DHS sets up emergency satellite comm service
- By William Jackson
- May 21, 2008
The Homeland Security Department's National Communications System is launching a three-year pilot program to give key government and industry facilities access to advanced satellite communications during emergencies.
The Satellite Priority Service is being provided by Mobile Satellite Ventures of Reston, Va., through a contract with Sprint Corp.'s Emergency Response Team. The service will provide interoperable, nationwide push-to-talk radio and satellite phone service that will not be affected by local terrestrial conditions.

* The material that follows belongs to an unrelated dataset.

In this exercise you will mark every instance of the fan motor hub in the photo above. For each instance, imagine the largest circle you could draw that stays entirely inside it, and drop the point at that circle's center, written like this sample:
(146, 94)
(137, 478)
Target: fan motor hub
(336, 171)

'Push-to-talk is incredibly spectrally effective,' said Jim Corry, vice president of government solutions for MSV. 'It requires very little satellite resources to talk to a lot of people. Most important to NCS, the push-to-talk never touches the PSTN,' the Public Switched Telephone Network that carries terrestrial telephone traffic.
MSV is a joint venture between Mobile Satellite Ventures LP, owned by SkyTerra Communications Inc., and Mobile Satellite Ventures (Canada) Inc.
The Satellite Priority Service is being run from the same NCS office that provides the Government Emergency Telecommunications Service for wire-line phones and its cellular equivalent, the Wireless Priority Service. GETS and WPS provide authorized government and industry users with priority service on commercial networks during emergencies when resources may be inadequate to meet all needs. Unlike these programs, which put authorized users at the front of the line for access to commercial service, the Satellite Priority Service will be a dedicated program for authorized users only.
The satellite will act much like a repeater for a traditional radio in push-to-talk mode. The signal is sent from a ground set to one of two MSV satellites in geosynchronous orbit over North America, which relays it to the ground station. There the network identifies the radio and the talk group being used, looks for other talk group members who are on the air, summons their radios to a common frequency, then sends the signal back up to a satellite and down to the radios of the talk group.
Satellite phone calls to other MSV users do not go over the PSTN. Phone calls made to non-MSV phones are transferred to the traditional phone networks for delivery.
The ground set is mobile, but not portable. It consists of a 9-inch automatic tracking L-band antenna and a handset, both connected to a transceiver somewhat larger than a laptop computer.
'This is not a handheld device,' Corry said. It can be installed in a vehicle or easily carried in a 'go-kit.'
DHS is funding a pilot program to provide one ground set each to 65 critical facilities with three years of service. Participating facilities now are being identified by NCS and probably will include emergency operations centers for federal, state and local government agencies as well as critical infrastructure providers.
NCS also has created four talk groups for the program. One is a private mode group that will allow one-to-one communication with any other program member by using a radio ID. Another talk group will include just federal, state and local officials; one just telecom industry users; and the fourth will be for high-priority use by both government and industry.
William Jackson is a Maryland-based freelance writer.